La présomption légale dispense de toute autre preuve celui au profit duquel elle est édictée. Toutefois, cette présomption peut, à moins que la loi n’en dispose autrement, être combattue par la preuve contraire.
Les jugements passés en force de chose jugée font foi des droits qu’ils consacrent.

La présomption qui en résulte ne peut être combattue par aucune preuve, mais elle n’existe que par rapport aux litiges qui s’élèvent entre les mêmes parties agissant dans les mêmes qualités et qui portent sur des droits ayant le même objet et la même cause. Cette présomption ne peut être soulevée d’office par le tribunal.
La décision de la juridiction répressive ne lie le juge civil que par rapport aux faits sur lesquels elle s’est prononcée ou devrait nécessairement se prononcer.

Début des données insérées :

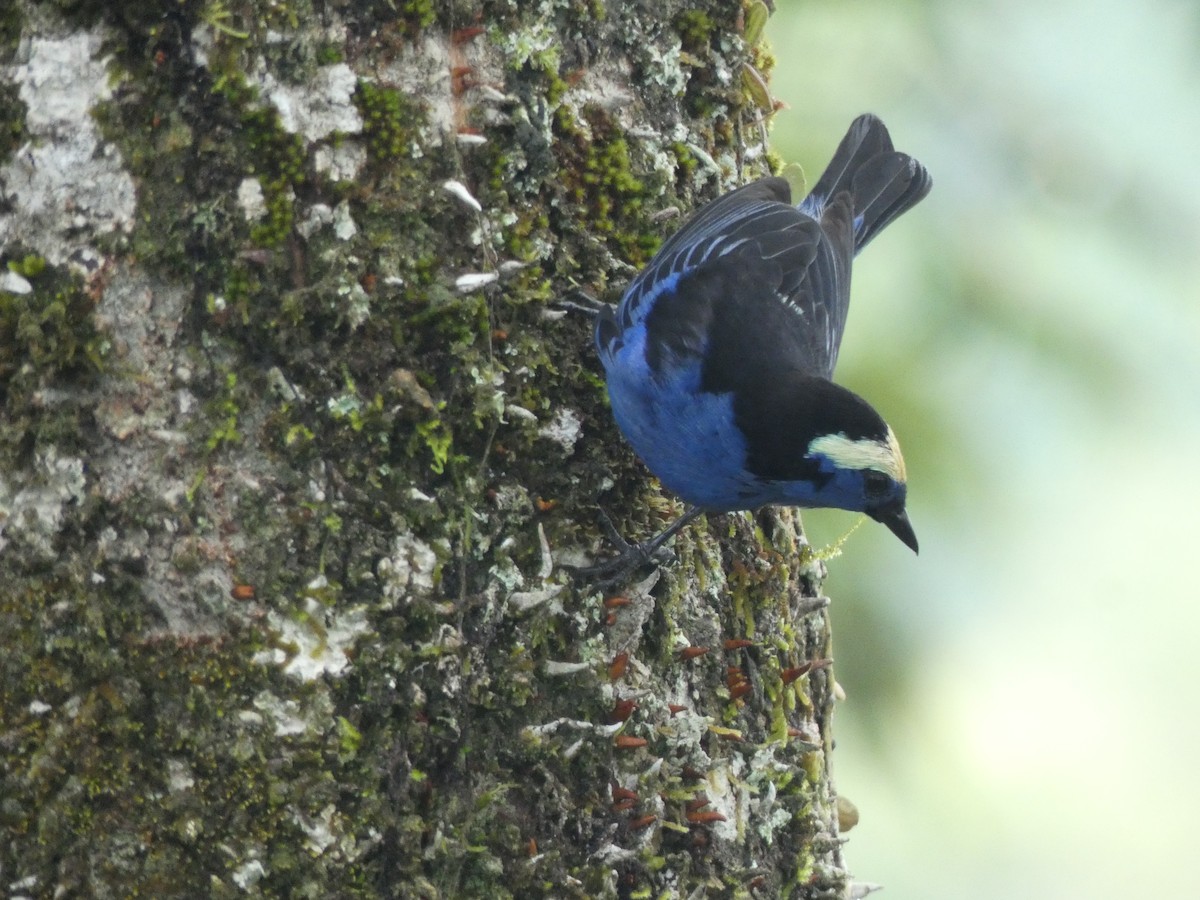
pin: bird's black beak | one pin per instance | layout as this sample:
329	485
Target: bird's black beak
897	520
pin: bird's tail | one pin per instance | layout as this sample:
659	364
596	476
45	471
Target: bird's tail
882	181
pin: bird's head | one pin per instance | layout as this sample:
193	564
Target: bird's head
867	474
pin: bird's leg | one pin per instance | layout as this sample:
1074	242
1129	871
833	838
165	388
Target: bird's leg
631	555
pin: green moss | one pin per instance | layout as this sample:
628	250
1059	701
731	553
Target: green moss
11	23
389	121
695	29
48	331
12	119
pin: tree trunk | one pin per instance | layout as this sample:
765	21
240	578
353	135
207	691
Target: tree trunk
295	443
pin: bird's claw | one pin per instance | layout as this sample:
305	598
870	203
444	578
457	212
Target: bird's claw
631	556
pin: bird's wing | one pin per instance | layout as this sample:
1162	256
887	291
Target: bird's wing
777	279
717	229
774	303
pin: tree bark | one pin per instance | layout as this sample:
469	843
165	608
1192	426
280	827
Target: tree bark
295	444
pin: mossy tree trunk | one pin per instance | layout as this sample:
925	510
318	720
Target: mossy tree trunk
294	445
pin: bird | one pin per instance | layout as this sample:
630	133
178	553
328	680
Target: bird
719	357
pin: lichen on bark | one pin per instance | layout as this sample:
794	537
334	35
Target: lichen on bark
294	445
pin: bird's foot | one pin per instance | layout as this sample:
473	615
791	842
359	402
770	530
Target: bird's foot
631	556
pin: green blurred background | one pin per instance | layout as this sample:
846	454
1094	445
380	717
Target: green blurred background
1021	697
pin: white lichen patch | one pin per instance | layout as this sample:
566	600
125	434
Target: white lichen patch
33	505
408	571
564	429
342	162
318	107
318	643
65	185
251	199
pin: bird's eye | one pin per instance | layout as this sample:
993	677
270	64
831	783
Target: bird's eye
875	484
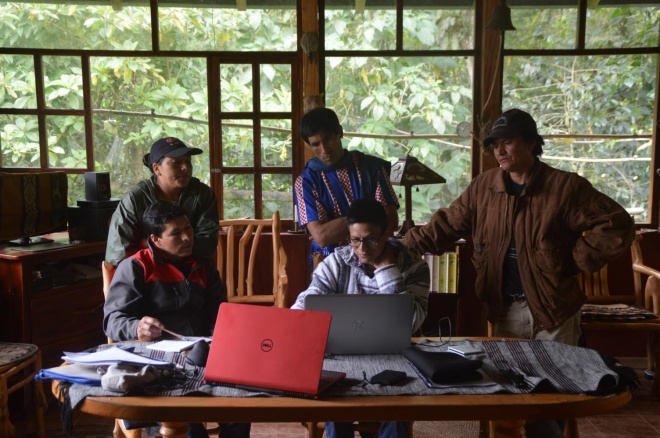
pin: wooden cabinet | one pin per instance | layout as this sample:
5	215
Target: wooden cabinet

Les présomptions qui ne sont point établies par la loi sont laissées à l’appréciation et à la conviction personnelle du juge statuant, c’est-à-dire celui qui est en charge de cette demande.
La preuve au moyen de ces présomptions n’est admise que dans les cas où la loi admet la preuve par témoins.

Il convient de signaler qu’il ne se passe plus un jour sans que les avocats de la défense constitués dans des affaires délictuelles et criminelles insistent sur les présomptions d’innocence de leurs clients, car ils estiment que ces derniers sont innocents des faits qui leur ont été reprochés au cours des enquêtes préliminaires menées par les éléments de la police judiciaire et des instructions judiciaires ordonnées par les juges d’instruction exerçant à travers les différents tribunaux implantés sur le territoire national.

Par ailleurs, les présomptions d’innocence sont, dans la plupart du temps, sollicitées dans les affaires liées au droit commun et, plus particulièrement, dans celles relatives aux homicides volontaires avec préméditation et guet-apens, aux attentats aux mœurs entre autres, aux attentats à la pudeur, aux viols et aux incestes.
En outre, 90 % des demandes de présomption d’innocence sont rejetées par les juges, car ces derniers considèrent que les preuves légales et matérielles qui leur ont été présentées à travers les pièces à conviction suffissent pour construire leur jugement.

Il convient de rappeler que des anciens bâtonniers et des hommes de loi, dont d’actuels membres de la Ligue des droits de l’homme, organiseront incessamment des tables rondes pour expliquer l’intérêt qu’ils accordent aux présomptions d’innocence pour la concrétisation d’un Etat de droit.